Trademark registration in foreign countries

The trademark attorneys at the law office of Griggs Bergen LLP in Dallas, Texas also help its clients secure trademark registrations in foreign countries around the world. Foreign trademark registrations are needed when a business has a global brand, or intends to launch a new product in overseas markets.  The firm's trademark lawyers are familiar with multilateral international treaties that sometimes provide a cost-effective method of securing registrations in multiple countries by way of a single application. These include the European Community Trademark (CTM) and the Madrid Protocol.

The European Community Trade Mark (CTM) provides for registration of  trademarks in all of the countries of the European Union (EU) by filing a single application. The countries covered (as of February, 2006) are Austria, Benelux (Belgium, the Netherlands and Luxembourg), Cyprus, Czech Republic, Denmark, Estonia, Finland, France, Germany, Greece, Hungary, Ireland, Italy, Latvia, Lithuania, Malta, Poland, Portugal, Slovakia, Slovenia, Spain, Sweden and the United Kingdom. The initial registration period is ten years from the date of filing the application.

The trademark lawyers of Griggs Bergen LLP work closely with “foreign associate” trademark firms, and have long standing relationships with an extensive network of legal professionals internationally. The firm’s foreign associates know and understand the needs of U.S. businesses when trademark registration services are required in foreign countries.
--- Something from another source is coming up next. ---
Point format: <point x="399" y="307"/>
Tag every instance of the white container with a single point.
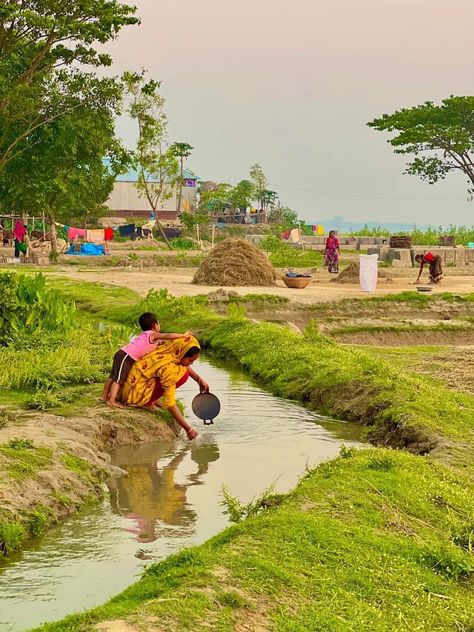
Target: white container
<point x="368" y="272"/>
Griggs Bergen LLP:  Trademark Registration Lawyers

To maintain a trademark registration, the owner must comply with commercial use requirements and make appropriate and timely filings of statements of use and renewal declarations.  The trademark lawyers at Griggs Bergen LLP monitor trademark portfolios, making sure that filings necessary for maintaining trademark registrations are made on time. They will consult with you when it is time to take action on your trademark registrations and prepare and file the documents necessary for renewal.

Also, the trademark attorneys at Griggs Bergen LLP assist clients in keeping their registrations current, by recording assignments of trademarks, and making sure that ownership is recorded and use declarations are filed in the proper name following any change-of-name, change-of-entity type (for example, from a sole proprietor to a limited partnership, or from a corporation to a limited liability company), merger or acquisition. 

The firm’s trademark lawyers also guide clients on trademark-related commercial considerations such as labeling, packaging and advertising to comply with various government regulations, for example, under the U.S. Federal Food, Drug and Cosmetic Act.

In addition to trademark registration, the lawyers at Griggs Bergen LLP conduct trademark audits and represent trademark owners in trademark opposition and cancellation proceedings before the Trademark Trial and Appeal Board of the U.S. Trademark Office.